By Jet Generation, the room had given itself over completely. Wolf howls cut through the air between songs, the mosh loosening into something ecstatic. Seiji’s shouted counts—those insistent “1-2-3-4s”—felt less like cues and more like ignition points. Tracks came fast—sharp, condensed—but accumulated into something far larger. What should feel brief instead becomes overwhelming in its density.

A newer cut, Shirakansu Galaxy, was introduced as a song about a “dinosaur fish”—the coelacanth, rendered in transliteration and met with laughter as the band wrestled with pronunciation. It’s a fitting image: something ancient, thought extinct, still thrashing with life. Guitar Wolf, decades in, feel much the same.

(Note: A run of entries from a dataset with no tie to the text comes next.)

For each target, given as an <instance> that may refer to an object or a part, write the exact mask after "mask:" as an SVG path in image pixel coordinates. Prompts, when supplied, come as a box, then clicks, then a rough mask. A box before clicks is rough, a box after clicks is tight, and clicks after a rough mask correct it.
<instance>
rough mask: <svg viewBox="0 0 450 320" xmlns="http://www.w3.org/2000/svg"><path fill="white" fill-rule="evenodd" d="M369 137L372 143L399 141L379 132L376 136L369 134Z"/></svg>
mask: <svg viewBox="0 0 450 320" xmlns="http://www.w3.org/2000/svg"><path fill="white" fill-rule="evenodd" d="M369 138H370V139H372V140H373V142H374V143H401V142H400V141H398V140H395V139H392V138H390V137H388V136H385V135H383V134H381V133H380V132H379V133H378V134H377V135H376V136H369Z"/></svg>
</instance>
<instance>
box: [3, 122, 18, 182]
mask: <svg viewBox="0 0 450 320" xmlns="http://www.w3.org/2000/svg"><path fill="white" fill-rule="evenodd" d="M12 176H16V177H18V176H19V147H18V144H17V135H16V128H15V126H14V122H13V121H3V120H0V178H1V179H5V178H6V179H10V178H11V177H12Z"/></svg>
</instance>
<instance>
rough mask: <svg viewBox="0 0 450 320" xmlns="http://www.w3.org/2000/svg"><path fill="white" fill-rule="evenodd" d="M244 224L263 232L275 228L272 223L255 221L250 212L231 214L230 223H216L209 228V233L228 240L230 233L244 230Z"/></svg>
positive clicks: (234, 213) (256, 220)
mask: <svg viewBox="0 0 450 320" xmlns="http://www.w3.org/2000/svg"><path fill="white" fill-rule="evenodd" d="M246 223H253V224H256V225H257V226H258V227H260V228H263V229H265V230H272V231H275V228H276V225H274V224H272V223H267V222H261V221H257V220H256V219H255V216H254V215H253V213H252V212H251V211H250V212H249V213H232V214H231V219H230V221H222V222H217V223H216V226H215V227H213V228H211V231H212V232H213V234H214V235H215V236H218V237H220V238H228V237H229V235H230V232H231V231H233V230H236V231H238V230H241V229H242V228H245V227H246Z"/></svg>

Then came their iconic rendition of Kick Out the Jams, and with it, the call: 「来い!」—“come on!” Repeated, insistent. The crowd responded instantly. One after another, bodies climbed onto the stage and hurled themselves back into the mass below. At one point, a punter found herself handed Seiji’s guitar, coached through a chord before Seiji launched into the surf himself. Chaos, but shared—understood.

Guitar Wolf

The closing stretch—with Summertime Blues and a drawn-out Rumble—felt less like a conclusion than an extraction, wringing every last ounce of energy from the room. When Seiji finally declared, simply, “I love rock and roll,” it landed without irony.

For all their extremity, Guitar Wolf remain curiously grounded. The mythology—the volume, the leather, the spectacle—is undeniable. But underneath it sits something more enduring: a belief in rock’n’roll not as nostalgia, but as ongoing practice. In the ’90s cult film Wild Zero, Seiji famously declared that love knows no borders, nationalities, or genders. That same ethos hums beneath the noise here: rock’n’roll not as exclusion, but as invitation.

Age becomes irrelevant in the face of that kind of conviction. Punk isn’t dead—it persists, it mutates, it survives. And at the Buffalo Club, on a Sunday night, it was impossible to argue otherwise.